Once named as one of the so-called 'New Amys' (after Amy Winehouse), Duffy's managed to forge her own path, her soulful Sandie Shaw and Lulu-influenced sound being lauded by the likes of BBC TV's Jools Holland, who has had her perform on his Later show no fewer than three times since November 2007. Now with the release of her debut album Rockferry in the U.S., Duffy's set to become as well-known as Winehouse, albeit likely without the tabloid tales.

Born Aimee Anne Duffy to a Welsh father and English mother, Duffy was raised speaking both Welsh and English, being schooled in Welsh until the age of ten when she was moved to an English school after her parents' divorce. "At the time it was really difficult, but it was really important for me to have that education in English because it gave me the skill to write in English. If that had never happened, I would never have been able to do that." Growing up in Nefyn, Wales, a town without a record store, restricted her music knowledge to whatever was on the radio, in Duffy's case, classics station BBC Radio 2. "I grew up listening to classics. Whatever was cutting through from 1950 to 1990 -- Percy Sledge, Walker Brothers, David Bowie, Madonna, Michael Jackson -- it was just classic tracks and I only had a surface view on music. I didn't get any sense of depth, I didn't know artists' record collections, I didn't know the history of soul music and the crossover between gospel, soul and blues to the British music scene. I didn't know anything."

Despite lacking an encyclopedic music knowledge, Duffy spent the years between ages 15 and 18 obsessively creating music and admits she went to great lengths in her efforts to be a success. "I was quite extreme, and in Nefyn if you want to go anywhere, you've got to go on at least three bus rides, so when my mates would be finishing college at 2 o'clock to go and smoke weed, to be really normal and young, I'd be like 'Bye!' and go on three bus rides, get to the studio two hours later, work there all through the night. I always got quite extreme and just wanted to do music."

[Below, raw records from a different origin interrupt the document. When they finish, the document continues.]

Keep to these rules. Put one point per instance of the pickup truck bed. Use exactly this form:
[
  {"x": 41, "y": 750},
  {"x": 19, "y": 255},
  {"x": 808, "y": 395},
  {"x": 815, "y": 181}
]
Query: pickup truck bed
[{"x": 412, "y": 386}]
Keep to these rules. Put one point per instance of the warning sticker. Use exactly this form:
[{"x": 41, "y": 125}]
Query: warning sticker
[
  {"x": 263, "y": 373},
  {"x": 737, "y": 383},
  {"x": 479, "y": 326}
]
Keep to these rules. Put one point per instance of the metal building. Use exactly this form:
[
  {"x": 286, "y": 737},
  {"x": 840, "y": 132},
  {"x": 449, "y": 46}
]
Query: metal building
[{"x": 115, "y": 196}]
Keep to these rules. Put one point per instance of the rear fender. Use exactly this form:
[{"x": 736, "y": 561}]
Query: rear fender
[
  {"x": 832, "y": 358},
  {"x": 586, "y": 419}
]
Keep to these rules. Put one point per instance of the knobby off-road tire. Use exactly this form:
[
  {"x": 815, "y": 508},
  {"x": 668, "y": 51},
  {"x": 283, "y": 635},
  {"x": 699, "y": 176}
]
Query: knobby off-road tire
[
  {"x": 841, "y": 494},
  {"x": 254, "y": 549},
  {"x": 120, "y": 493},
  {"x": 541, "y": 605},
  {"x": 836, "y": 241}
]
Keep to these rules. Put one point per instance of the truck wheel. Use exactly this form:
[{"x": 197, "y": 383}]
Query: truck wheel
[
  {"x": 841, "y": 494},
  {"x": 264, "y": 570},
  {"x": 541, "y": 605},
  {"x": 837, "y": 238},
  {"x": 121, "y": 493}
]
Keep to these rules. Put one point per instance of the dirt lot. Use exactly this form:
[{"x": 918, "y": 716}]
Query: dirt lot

Through Rough Trade's Jeanette Lee, who later became her manager, Duffy was introduced to ex-Suede guitarist-turned-producer Bernard Butler. The two collaborated on Rockferry, and Duffy found her niche through co-writing with Butler as the pair stayed true to her classic roots in the production process. "I didn't work with people who were avid users of contemporary programming or sampling. They all played instruments and had the same interests and likes as me, so everything on the record is really real. Which lends itself towards that sense of nostalgia."

"I read this quote once," she muses, "from Phil Spector, who said that music is made by lonely people for lonely people. I read it and I thought, 'OK, interesting theory' and [then] I thought, 'but really, if I don't make music that's when I feel lonely.' I'm not a lonely person, but unless I give something like that, then there's a sense of loneliness. I feel like I need to express, I need to do music, I need to feel alive, I need to give and create something." With many songs already written for a Rockferry follow-up, there's one person Duffy has on her collaboration wish-list. "I'd love to get Scott Walker to do some strings on my record. That would be my lifelong dream. That guy doesn't get out of his comfort zone for many people, so I really don't think it's going to happen. I don't think he'd be willing to go back to the early Scott Walker days for a blond kid from Wales." Somehow, we think he just might.